Another trick with XQO: the constant used with OR can be any odd number, not just 1

Well. This also yields much less conspicuous zeroes, e.g. (x^(x*x|1))==0 happens at x==1, but (x^(x*x|5))==0 happens at x==0x...3EF7226D (lower bits are the same for all wordsizes).
It only works for x^(x*x|1) though, not (x|1)^(x*x) (e.g. (x|5)^(x*x) is not a bijection). I assumed that form is more latency-friendly (though is it even true?).

Where (o5o7 & 7) must equal 5 or 7, and (m3 & 3) must equal 3.

Interesting. The proof eludes me so far (does anyone know?). I did exhaustively verify that it is both necessary and sufficient up to, and including, uint10_t.

XORing the upper 32 bits with the lower 32 bits (but not storing that in state) seems to make all bits fairly random.

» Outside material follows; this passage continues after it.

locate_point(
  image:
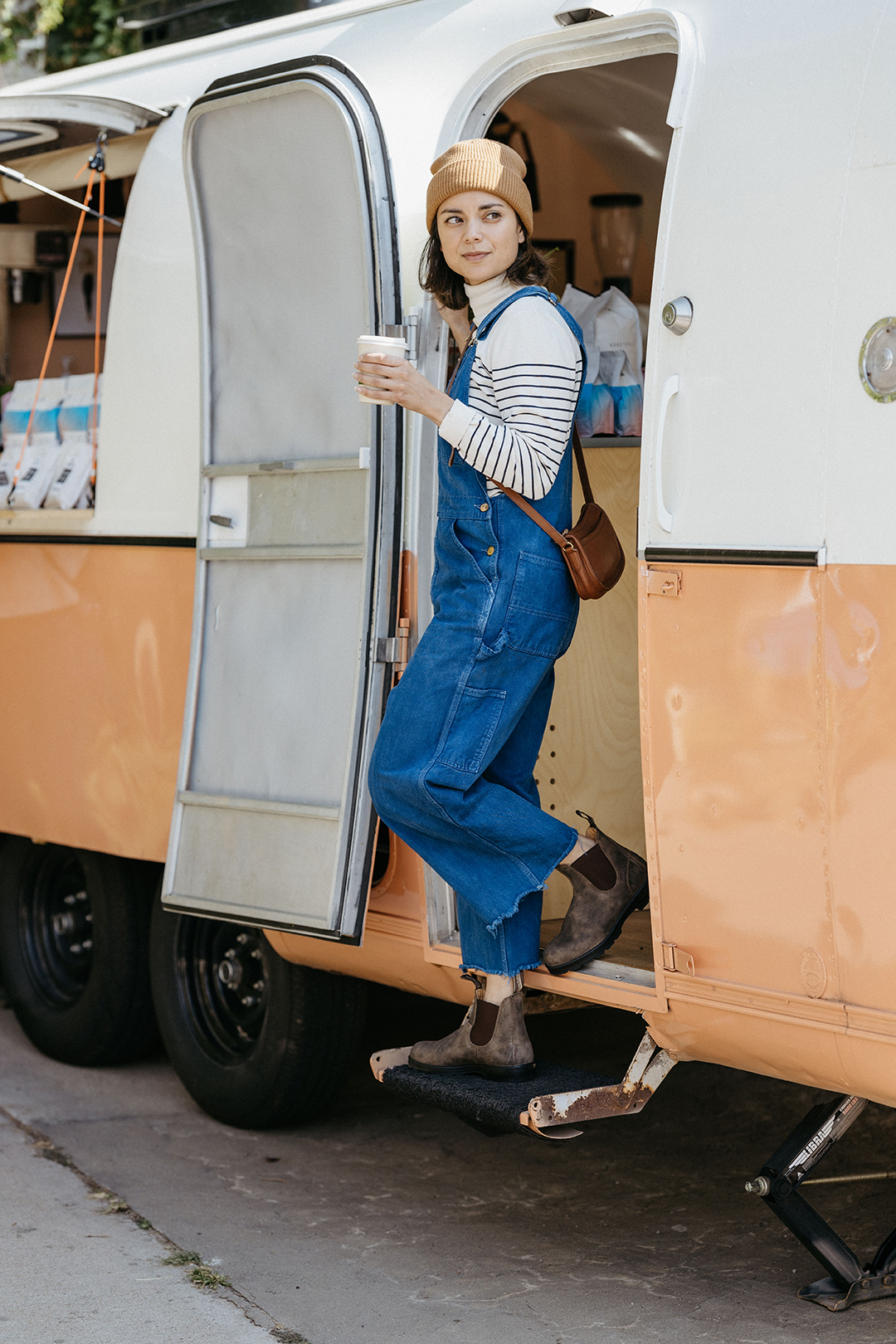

This does fail PractRand at 16GB (2^32 outputs). For comparison, high^low of a 64-bit LCG fails at 32MB (2^23 outputs). Still, this probably means that you need fancier output function, at which point it is not obvious if there is any advantage over PCG (e.g. with RS output function the quality seems about the same for this and LCG).

Speaking of PCG, using XQO instead of the first step in pcg_hash from Hash Functions for GPU Rendering (see also) like this

uint32_t pxq_hash(uint32_t input)
{
    uint32_t state = (input | 1u) ^ (input * input);
    uint32_t word = ((state >> ((state >> 28u) + 4u)) ^ state) * 277803737u;
    return (word >> 22u) ^ word;
}

seems to improve PractRand results (from failing at 4MB to failing at 512MB).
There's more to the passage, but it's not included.